Submitted to: Contest #300

One last summer

Written in response to: "Write a story about a place that no longer exists."

Sad

We journey along the coast, mountains poetically blue in the distance, hillsides brittle and brown up close. Everything parched, including me. Should have bought water at the airport. Forty-eight years old and still the basics of self-care elude me. The cab is air-conditioned, but that is temporary comfort – the heat is out there, waiting to mug us all. Four hours ago I was in London, rain loud on the roofs like distant applause. Now this alternative reality, where to shower is futile and underarms drip like rain-forest canopies.

I lean back into the cool leathery seat, note the sickly orange scent of air freshener, and the cab driver’s dark-lashed eyes on me in the mirror. ”¿Usted viene de vacaciones?”. At least that’s what I think he says. I ask him to repeat. The Andalusian accent is puzzling to the unattuned ear, words with bites taken out of them. I put it down to the local love of eating – even the consonants aren’t safe. Yes, my mother lives here, I say – the truth wilting in the heat.

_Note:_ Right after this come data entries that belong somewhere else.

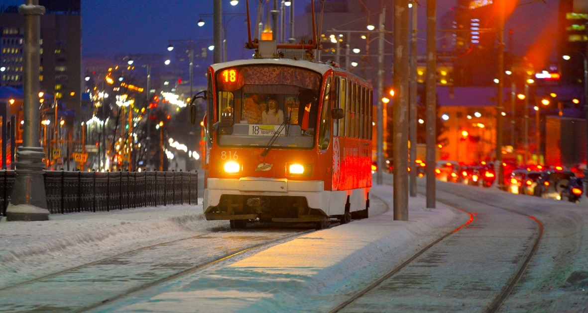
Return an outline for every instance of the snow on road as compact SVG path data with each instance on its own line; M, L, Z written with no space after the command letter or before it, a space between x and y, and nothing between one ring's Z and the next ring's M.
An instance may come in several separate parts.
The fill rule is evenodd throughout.
M391 188L372 194L391 204ZM469 216L411 199L410 221L388 211L252 251L138 292L99 312L323 312L345 301Z

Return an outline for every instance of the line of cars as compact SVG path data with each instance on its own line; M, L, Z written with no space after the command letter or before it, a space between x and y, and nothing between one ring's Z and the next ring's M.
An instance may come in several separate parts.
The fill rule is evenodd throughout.
M582 178L562 166L529 166L512 171L505 183L509 192L579 202L584 190Z

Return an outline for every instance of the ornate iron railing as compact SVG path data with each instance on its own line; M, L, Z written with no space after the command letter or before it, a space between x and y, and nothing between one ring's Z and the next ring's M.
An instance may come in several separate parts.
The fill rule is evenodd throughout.
M0 171L0 216L6 216L15 171ZM198 204L198 173L185 171L46 171L51 214Z

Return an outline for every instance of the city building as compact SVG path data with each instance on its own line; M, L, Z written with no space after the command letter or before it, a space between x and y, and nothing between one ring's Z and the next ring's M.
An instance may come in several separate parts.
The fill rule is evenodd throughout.
M46 9L41 18L41 90L75 112L82 92L80 1L40 0L39 4ZM3 85L22 87L24 22L16 6L0 7Z

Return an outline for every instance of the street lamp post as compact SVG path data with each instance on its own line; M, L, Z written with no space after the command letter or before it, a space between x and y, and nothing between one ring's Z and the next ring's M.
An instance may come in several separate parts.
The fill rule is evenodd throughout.
M47 198L44 182L43 159L39 143L39 73L41 65L41 16L45 8L38 0L26 0L19 12L24 15L24 70L23 93L24 132L22 146L16 152L16 179L10 203L6 210L8 221L46 221L49 220Z

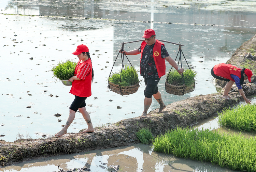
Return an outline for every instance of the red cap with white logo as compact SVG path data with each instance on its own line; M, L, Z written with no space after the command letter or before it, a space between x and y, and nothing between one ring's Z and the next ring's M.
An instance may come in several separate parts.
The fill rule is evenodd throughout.
M144 37L147 39L150 37L150 36L152 35L155 35L156 33L153 29L146 29L144 32L144 34L141 37Z
M81 44L77 46L75 51L72 53L72 54L77 56L82 52L89 52L89 48L87 46L84 44Z

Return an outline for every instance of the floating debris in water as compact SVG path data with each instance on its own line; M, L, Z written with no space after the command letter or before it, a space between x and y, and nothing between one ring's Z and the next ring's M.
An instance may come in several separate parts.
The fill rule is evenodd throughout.
M53 116L56 116L56 117L58 117L59 116L61 116L61 114L60 114L58 113L56 113L56 114L55 114Z

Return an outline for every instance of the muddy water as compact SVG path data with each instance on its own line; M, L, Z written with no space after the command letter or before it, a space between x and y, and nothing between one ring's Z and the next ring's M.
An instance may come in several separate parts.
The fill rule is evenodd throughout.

I gaze out the window. It’s the sort of ride where you have no choice, the view yanking your head in its direction at every moment. The ocean is a preposterous blue. If it were a child’s drawing you’d smile at the simplistic rendering. But no, this is the Mediterranean in June, a shimmering expanse of deepest turquoise with darker folds here and there like a lightly rumpled sheet. Away in the distance hotels and apartment complexes stud the horizon, white edifices of varying heights. If you squinted, they could almost be a series of headstones.

The driver gestures to the radio. “Le molesta si escucha el partido?” Of course not, I say. I want to ask which teams are playing, but feel I should already know, so say nothing. He leans forward and conjures into our shared space a feverishly excited voice and the roar and singing of a crowd. Thirty thousand Spanish soccer fans, a cab driver, a fictitious parent and me. It’s getting crowded in here.

The driver listens, I only hear. Suddenly he punches the steering wheel with a ‘Hijole!!’ Someone on the pitch evidently screwed up.

After some 15 minutes, it looms up on the hillside – the bull-shaped billboard advertising Osbourne’s famous brandy, the giant black silhouette signalling that we are near.

The car leaves the coast road, the sweeping panorama replaced by smaller details I know so well. The zig-zag overhead walkway to the train station, the car rental store, the bakery, the old tapas bar on the corner. A cast of extras in the background; new shops and high-rises I don’t recognise.


The streets have just awakened from siesta, the stores stretching out their awnings and yawning open their doors. As the locals emerge from their cool, curtain-drawn living rooms, the beach-weary tourists – siesta agnostics every last one – return to their time-shares and hotel rooms to apply aftersun. Sales reps from Bristol and data analysts from Croydon with calves the colour of weak tea, all determined to return to England ‘brown’.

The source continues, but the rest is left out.